Penangkapan Presiden Venezuela Nicolas Maduro oleh Militer AS: Lima Fakta Penting
Sumber Foto: Suara.com
Fakta Kilat

Penangkapan Presiden Venezuela Nicolas Maduro oleh Militer AS: Lima Fakta Penting

Dunia internasional dikejutkan oleh penangkapan Presiden Venezuela, Nicolas Maduro, oleh militer Amerika Serikat pada 3 Januari 2025. Operasi ini dipimpin oleh Donald Trump dan dilakukan setelah serangan udara presisi yang menghancurkan beberapa titik strategis di Venezuela.

1. Operasi Tempur Murni

Penangkapan Maduro bukan hasil dari proses negosiasi, melainkan merupakan sebuah operasi militer. Pasukan khusus AS meluncurkan serangan udara besar-besaran yang melumpuhkan pusat komando utama di Caracas serta daerah sekitarnya. Dalam waktu sekitar 30 menit, tim elit AS berhasil mengamankan Maduro dan istrinya dari lokasi persembunyian mereka.

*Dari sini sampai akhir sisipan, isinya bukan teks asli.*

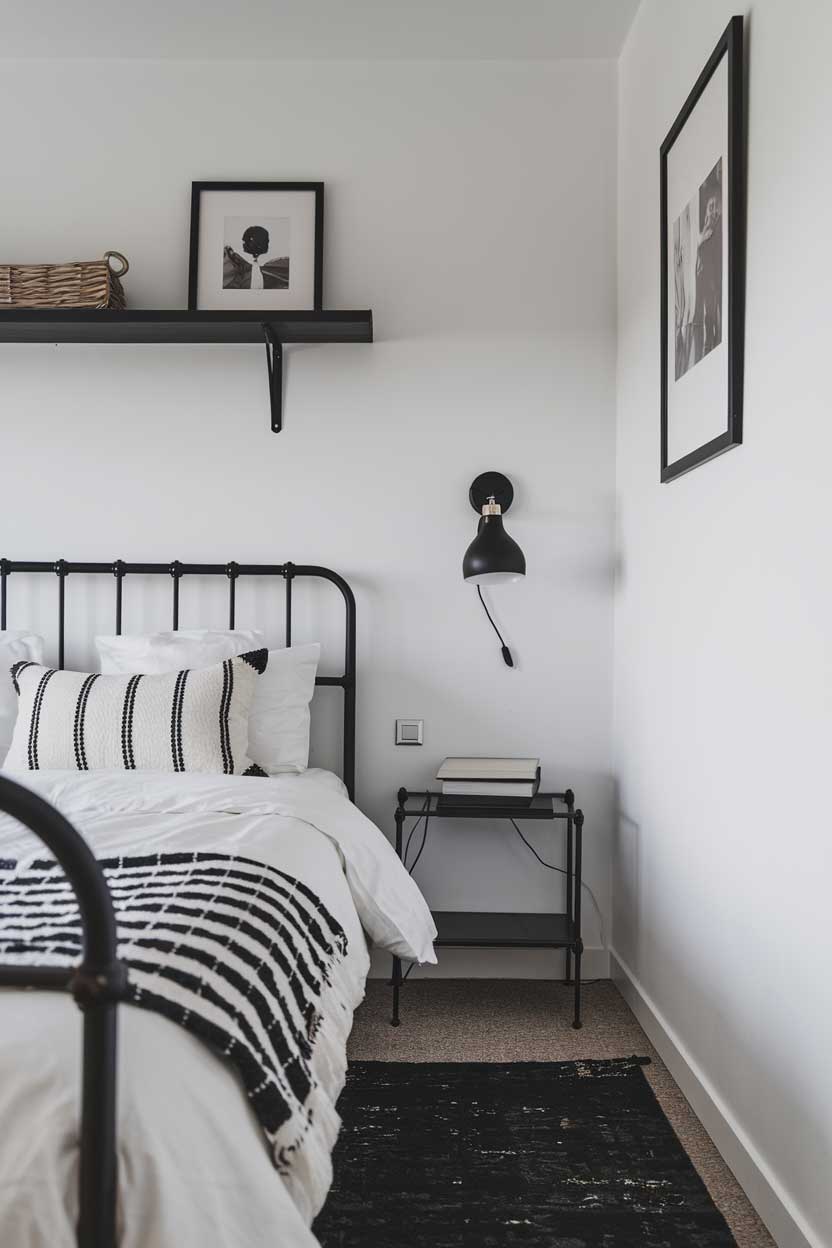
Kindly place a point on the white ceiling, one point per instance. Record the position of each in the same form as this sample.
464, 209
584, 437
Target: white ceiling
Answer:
316, 29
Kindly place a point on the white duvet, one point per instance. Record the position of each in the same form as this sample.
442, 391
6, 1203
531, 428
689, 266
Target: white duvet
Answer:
193, 1165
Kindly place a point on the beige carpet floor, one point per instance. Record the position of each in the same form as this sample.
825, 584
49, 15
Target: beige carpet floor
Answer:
529, 1020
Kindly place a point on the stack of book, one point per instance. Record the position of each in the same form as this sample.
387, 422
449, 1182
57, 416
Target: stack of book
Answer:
488, 781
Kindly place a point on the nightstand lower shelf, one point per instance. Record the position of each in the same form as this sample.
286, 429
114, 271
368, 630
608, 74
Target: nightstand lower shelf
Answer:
493, 930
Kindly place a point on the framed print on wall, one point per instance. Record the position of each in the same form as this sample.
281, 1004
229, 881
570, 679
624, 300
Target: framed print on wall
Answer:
702, 270
256, 246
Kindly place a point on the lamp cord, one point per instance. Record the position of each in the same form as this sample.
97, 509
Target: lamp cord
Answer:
507, 653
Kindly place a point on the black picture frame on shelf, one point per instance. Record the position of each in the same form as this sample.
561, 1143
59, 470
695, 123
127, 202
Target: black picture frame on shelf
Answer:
702, 266
256, 246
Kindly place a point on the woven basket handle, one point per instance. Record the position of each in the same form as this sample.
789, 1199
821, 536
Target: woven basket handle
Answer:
117, 255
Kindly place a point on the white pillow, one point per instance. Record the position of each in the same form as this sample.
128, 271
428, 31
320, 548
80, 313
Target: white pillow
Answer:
14, 647
278, 728
154, 654
190, 720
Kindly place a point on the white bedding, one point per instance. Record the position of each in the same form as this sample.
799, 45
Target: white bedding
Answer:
195, 1170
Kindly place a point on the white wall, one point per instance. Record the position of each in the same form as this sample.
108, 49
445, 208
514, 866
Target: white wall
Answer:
472, 206
724, 708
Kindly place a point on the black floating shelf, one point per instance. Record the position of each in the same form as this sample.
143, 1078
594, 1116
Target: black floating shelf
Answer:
276, 330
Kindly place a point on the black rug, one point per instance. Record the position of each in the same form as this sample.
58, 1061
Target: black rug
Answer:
540, 1155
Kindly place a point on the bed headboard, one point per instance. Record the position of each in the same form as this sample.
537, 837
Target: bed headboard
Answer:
176, 570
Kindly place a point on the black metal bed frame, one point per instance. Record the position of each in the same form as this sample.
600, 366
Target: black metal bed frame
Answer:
99, 982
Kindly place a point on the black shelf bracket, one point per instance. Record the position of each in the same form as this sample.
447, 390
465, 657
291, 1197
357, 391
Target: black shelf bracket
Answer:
275, 366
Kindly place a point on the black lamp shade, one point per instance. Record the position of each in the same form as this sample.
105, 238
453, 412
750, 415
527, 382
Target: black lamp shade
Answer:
493, 557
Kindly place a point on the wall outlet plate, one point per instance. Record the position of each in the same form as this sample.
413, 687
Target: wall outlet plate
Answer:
409, 731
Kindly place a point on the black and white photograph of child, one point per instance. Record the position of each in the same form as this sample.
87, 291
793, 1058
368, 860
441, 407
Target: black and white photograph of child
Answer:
256, 253
697, 273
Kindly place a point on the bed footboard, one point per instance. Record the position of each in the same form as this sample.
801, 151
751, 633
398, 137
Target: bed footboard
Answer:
97, 984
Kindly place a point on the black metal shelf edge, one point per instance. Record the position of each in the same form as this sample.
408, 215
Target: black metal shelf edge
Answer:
492, 930
104, 325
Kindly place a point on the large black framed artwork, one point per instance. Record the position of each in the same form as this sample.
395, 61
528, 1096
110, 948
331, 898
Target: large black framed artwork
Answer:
256, 246
702, 268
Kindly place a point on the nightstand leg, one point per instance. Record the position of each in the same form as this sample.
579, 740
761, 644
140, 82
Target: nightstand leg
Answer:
579, 944
397, 985
397, 961
576, 1020
569, 884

2. Dasar Hukum Penangkapan

Operasi ini didasari oleh dakwaan yang diajukan oleh Departemen Kehakiman AS pada tahun 2020. Maduro dituduh terlibat dalam jaringan penyelundupan narkotika internasional yang dikenal sebagai "Cartel de los Soles", yang diduga membawa ribuan ton kokain ke Amerika Serikat dengan dukungan kelompok gerilya Kolombia.

3. Reaksi Global

Langkah agresif Washington ini memicu reaksi keras dari berbagai negara di seluruh dunia, termasuk kecaman dari China. Penangkapan ini menandai eskalasi ketegangan di kawasan yang telah berlangsung sejak akhir 2025.

4. Blokade Laut

Operasi ini didukung oleh blokade laut yang melibatkan sekitar 15.000 personel militer AS, yang bertujuan untuk mencegah kemungkinan perlawanan dari pasukan Venezuela selama penangkapan dilakukan.

5. Dampak terhadap Venezuela

Penangkapan Maduro menimbulkan pertanyaan mengenai stabilitas politik di Venezuela dan dampaknya terhadap masyarakat. Banyak yang khawatir akan konsekuensi dari tindakan militer ini terhadap keamanan dan kesejahteraan warga sipil di negara tersebut.